Anna couldn't think what good a disconnected number could do, but she felt an obligation to wait. After all, the woman had worked so hard it seemed ungrateful somehow.
The strange quiet of telephone lines, not pushed full of Muzak, trickled into Anna's ear; faint hushing as of a distant sea, barely audible clicks and hums; the intercourse of the world kept at bay by a thin wall of rubber.
"Well," the operator came back on the line. "We've got something."
"Let's have it," Anna said. To prove she was paying attention, she sat up straight and held a pen at the ready over a sheet of scrap paper she'd nearly obliterated with doodles.
"Fetterman's Adventure Trails on Highway Forty-One."
Anna repeated it back to her. A name had been found, the operator seemed to feel at last her job was done and she could leave Anna in good conscience.
Rubbing the ear she'd compressed into the phone receiver for so long, Anna looked at the words angled in amongst the rococo permutations of bear tracks inked on the page. The name Fetterman had rung a bell. Fetterman's Adventure Trails set half a dozen clanging. Leaving the office in its state of productive disarray, she jogged the half-mile back to the headquarters building.
Harry was out to lunch. Maryanne was eating at her desk, delicately holding a sandwich in one hand away from the keyboard while she hunt-and-pecked corrections with the other. Anna hoped Harry knew how lucky he was.
The sandwich and the typing were set aside while Anna was settled in Harry's chair and copies of the past three weeks' 10-343s and 10-344s case and criminal incident reports were lifted from the files and placed before her.
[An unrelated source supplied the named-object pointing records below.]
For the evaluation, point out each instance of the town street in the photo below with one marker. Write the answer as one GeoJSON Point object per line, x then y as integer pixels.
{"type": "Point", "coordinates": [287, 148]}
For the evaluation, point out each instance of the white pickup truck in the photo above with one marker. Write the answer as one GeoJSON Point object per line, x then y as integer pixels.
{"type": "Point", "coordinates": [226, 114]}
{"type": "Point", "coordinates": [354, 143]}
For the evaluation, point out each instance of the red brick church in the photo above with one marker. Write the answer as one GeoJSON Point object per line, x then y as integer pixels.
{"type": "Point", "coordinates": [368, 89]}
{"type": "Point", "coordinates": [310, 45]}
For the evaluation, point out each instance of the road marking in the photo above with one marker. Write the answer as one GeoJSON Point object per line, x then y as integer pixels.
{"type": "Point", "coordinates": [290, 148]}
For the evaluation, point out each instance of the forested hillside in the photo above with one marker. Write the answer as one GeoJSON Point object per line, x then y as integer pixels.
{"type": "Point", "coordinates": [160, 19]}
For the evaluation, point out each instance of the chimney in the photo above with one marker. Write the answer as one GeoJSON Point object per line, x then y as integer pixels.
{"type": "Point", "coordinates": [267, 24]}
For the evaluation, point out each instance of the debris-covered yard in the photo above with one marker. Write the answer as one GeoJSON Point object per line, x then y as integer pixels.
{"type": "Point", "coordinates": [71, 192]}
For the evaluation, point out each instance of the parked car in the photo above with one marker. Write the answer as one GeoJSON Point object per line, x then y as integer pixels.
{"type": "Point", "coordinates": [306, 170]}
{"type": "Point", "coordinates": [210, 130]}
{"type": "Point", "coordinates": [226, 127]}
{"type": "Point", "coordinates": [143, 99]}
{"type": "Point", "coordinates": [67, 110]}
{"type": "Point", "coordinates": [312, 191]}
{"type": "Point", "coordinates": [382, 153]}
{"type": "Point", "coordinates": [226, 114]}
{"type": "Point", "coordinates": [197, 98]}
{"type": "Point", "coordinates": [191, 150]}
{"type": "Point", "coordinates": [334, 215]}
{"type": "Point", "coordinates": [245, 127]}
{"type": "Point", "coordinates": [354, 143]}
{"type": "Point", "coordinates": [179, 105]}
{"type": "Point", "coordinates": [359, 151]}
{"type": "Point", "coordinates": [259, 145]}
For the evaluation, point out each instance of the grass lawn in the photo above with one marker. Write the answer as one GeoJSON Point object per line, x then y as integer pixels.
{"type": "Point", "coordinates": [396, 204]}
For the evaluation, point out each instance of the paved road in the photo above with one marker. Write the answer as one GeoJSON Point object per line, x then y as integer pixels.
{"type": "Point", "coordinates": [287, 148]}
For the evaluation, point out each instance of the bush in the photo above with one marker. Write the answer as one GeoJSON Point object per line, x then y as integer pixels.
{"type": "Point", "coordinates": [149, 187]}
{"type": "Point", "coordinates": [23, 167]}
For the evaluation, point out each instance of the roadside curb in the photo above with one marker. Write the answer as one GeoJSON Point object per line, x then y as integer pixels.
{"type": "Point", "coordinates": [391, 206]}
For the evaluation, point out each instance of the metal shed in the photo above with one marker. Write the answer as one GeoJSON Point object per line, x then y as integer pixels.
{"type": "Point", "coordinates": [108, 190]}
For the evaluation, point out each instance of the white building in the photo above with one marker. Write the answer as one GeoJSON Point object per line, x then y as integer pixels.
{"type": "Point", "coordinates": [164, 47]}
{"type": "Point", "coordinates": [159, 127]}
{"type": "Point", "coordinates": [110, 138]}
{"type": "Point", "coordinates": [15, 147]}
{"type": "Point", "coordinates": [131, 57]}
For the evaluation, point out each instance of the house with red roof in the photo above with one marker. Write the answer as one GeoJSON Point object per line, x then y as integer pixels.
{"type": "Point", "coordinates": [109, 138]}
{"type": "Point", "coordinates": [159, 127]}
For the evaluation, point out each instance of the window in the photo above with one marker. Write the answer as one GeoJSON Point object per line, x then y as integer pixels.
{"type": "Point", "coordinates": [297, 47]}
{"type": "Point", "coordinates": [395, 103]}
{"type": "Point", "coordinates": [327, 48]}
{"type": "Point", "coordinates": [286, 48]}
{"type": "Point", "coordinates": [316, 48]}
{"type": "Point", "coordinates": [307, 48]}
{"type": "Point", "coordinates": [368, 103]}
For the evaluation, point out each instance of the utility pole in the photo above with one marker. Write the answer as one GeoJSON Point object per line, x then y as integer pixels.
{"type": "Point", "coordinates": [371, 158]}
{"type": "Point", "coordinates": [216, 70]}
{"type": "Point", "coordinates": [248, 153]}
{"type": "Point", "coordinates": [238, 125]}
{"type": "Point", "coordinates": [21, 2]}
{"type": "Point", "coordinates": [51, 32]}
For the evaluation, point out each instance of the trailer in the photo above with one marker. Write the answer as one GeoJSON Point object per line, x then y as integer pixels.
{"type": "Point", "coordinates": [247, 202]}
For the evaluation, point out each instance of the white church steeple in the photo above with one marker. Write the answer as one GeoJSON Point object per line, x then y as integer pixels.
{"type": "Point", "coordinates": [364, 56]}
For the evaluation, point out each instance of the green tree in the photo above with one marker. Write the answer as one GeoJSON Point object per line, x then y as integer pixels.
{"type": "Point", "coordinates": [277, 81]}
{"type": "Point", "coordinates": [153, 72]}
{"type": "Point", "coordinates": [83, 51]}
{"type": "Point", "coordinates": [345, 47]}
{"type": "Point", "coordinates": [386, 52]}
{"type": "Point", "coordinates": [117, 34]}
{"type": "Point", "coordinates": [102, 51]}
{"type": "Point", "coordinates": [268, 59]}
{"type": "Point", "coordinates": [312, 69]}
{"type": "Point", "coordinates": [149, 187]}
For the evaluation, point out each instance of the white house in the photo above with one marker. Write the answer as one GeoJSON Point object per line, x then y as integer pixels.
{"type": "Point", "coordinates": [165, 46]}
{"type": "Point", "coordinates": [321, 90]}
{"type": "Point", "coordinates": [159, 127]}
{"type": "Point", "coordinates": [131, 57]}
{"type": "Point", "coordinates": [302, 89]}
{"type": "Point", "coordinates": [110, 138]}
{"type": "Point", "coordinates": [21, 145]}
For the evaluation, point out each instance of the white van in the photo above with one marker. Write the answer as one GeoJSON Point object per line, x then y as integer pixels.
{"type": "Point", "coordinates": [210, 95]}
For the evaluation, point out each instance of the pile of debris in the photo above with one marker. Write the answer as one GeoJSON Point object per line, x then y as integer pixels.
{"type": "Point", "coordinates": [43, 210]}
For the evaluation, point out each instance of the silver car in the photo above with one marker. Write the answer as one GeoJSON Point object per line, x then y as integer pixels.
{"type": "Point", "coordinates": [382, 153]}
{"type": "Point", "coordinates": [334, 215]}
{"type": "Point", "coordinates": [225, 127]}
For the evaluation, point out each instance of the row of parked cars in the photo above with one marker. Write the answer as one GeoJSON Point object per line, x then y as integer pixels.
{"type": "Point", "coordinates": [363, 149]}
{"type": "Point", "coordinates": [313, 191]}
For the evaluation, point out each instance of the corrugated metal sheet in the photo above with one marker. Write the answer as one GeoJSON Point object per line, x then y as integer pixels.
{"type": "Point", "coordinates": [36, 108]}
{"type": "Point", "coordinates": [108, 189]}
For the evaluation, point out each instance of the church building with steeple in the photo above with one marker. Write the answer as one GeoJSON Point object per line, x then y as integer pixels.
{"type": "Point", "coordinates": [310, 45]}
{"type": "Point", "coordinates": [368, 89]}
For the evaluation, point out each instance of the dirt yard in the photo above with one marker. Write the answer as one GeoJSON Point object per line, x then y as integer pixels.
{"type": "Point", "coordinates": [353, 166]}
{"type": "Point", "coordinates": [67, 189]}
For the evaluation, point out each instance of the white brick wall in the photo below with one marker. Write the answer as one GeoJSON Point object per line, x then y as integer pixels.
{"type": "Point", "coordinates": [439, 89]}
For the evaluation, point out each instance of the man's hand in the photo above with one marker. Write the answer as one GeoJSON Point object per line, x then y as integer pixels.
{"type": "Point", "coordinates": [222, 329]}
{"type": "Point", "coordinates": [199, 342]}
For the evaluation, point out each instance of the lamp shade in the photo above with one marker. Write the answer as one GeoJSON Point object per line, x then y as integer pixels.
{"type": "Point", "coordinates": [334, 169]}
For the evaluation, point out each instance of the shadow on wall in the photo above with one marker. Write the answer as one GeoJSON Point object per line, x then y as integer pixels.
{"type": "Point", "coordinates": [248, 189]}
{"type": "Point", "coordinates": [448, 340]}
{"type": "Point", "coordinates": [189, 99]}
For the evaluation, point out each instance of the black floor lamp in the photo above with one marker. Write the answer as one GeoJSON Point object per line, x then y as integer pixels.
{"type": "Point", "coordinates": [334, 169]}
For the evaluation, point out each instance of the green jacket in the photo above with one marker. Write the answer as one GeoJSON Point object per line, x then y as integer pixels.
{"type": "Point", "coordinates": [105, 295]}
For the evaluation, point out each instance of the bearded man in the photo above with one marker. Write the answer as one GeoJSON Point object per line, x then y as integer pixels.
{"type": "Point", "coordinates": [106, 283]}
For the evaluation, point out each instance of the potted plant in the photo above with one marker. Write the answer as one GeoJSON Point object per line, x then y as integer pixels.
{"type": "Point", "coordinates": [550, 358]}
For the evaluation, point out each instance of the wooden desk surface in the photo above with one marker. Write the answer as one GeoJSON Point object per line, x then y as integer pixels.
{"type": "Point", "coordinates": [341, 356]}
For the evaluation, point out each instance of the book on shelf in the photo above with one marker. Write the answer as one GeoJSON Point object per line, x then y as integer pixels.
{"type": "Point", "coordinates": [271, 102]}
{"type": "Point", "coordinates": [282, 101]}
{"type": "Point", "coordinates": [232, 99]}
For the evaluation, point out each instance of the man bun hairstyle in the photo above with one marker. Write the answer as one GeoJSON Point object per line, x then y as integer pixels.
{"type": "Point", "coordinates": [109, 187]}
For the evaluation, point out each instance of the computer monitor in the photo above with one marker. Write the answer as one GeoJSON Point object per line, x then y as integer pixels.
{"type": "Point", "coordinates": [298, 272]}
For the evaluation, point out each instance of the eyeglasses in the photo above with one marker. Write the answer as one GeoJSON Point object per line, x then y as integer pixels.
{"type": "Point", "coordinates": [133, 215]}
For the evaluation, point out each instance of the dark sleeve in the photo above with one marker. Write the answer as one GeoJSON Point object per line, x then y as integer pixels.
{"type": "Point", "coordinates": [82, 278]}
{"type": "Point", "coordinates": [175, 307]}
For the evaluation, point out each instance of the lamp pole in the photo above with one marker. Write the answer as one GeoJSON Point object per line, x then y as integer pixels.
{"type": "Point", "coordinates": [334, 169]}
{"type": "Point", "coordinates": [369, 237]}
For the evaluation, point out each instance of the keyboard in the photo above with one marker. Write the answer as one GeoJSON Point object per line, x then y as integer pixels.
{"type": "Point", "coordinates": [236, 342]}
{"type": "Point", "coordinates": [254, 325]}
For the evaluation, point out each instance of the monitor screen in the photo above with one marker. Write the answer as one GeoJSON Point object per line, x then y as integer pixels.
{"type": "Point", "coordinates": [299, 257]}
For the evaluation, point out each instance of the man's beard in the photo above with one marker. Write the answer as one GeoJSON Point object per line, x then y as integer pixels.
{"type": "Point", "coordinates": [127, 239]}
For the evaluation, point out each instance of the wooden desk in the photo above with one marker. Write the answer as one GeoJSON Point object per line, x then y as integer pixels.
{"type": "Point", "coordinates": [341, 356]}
On a case incident report submitted ten days earlier by the district ranger on the northwest side of the park, Anna found what she was looking for. No crime had been committed; it was the report of the truck and trailer abandoned off-road within park boundaries. The truck was registered to a Carl G. Micou out of Tampa, Florida. Anna rechecked the report on the abandoned truck. The only phone number on the vehicle registration turned out to belong to a business phone that had been disconnected, the phone number of Fetterman's Adventure Trails on Highway 41.
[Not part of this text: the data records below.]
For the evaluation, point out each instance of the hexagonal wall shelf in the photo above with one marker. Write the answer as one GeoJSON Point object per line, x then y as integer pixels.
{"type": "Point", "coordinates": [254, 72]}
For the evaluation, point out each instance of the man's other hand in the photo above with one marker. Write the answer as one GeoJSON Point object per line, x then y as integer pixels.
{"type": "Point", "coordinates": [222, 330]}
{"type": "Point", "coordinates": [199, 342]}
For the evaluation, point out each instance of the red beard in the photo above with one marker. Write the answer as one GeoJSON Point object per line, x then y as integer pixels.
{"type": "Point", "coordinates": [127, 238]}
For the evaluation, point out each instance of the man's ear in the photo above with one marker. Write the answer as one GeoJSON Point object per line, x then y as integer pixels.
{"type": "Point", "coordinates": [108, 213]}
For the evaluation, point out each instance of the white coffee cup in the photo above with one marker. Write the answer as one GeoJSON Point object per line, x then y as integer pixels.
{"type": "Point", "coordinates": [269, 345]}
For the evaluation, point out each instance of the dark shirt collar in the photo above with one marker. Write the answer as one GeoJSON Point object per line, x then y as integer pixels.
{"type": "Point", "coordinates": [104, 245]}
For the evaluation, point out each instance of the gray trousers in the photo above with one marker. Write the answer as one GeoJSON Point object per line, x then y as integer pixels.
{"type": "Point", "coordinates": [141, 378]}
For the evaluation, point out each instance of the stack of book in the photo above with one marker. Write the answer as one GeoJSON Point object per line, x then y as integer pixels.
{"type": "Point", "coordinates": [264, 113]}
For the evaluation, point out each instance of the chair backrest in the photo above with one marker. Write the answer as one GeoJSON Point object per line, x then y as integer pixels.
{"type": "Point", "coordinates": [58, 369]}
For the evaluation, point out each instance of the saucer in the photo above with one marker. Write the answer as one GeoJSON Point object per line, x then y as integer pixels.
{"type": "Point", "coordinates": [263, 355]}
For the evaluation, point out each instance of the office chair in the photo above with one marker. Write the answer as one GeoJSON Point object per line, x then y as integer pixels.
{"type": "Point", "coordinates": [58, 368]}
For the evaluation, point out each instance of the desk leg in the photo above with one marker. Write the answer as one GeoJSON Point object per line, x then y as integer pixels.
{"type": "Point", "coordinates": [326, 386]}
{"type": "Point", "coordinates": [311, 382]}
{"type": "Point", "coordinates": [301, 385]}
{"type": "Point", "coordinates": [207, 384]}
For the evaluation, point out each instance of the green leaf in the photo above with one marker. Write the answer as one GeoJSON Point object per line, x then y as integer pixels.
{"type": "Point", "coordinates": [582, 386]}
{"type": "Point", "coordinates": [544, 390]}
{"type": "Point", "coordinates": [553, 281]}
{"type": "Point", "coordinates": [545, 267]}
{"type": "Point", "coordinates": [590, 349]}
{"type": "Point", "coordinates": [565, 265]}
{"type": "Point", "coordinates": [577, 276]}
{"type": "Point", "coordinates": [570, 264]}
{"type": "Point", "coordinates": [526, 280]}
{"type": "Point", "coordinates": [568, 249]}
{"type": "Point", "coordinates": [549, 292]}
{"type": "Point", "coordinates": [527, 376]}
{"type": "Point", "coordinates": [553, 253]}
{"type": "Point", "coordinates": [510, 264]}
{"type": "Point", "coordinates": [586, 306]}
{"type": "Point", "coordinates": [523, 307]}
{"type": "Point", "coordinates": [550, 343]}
Anna had what she wanted but she didn't know what she had. For the next hour she read reports from the time the truck and trailer were found to the present but there was nothing else pertinent. A call to the Polebridge ranger station and another to dispatch let her know that no one had come forward to claim the vehicles. Anna photocopied the 10-343, thanked Maryanne and walked back to the resource management office.
The secretary's sandwich reminded Anna it was lunchtime but she was too preoccupied to take time hunting and gathering. Back in Joan's office she made do with candy. She was going to owe the researcher a bag of gummi bears before the day was through.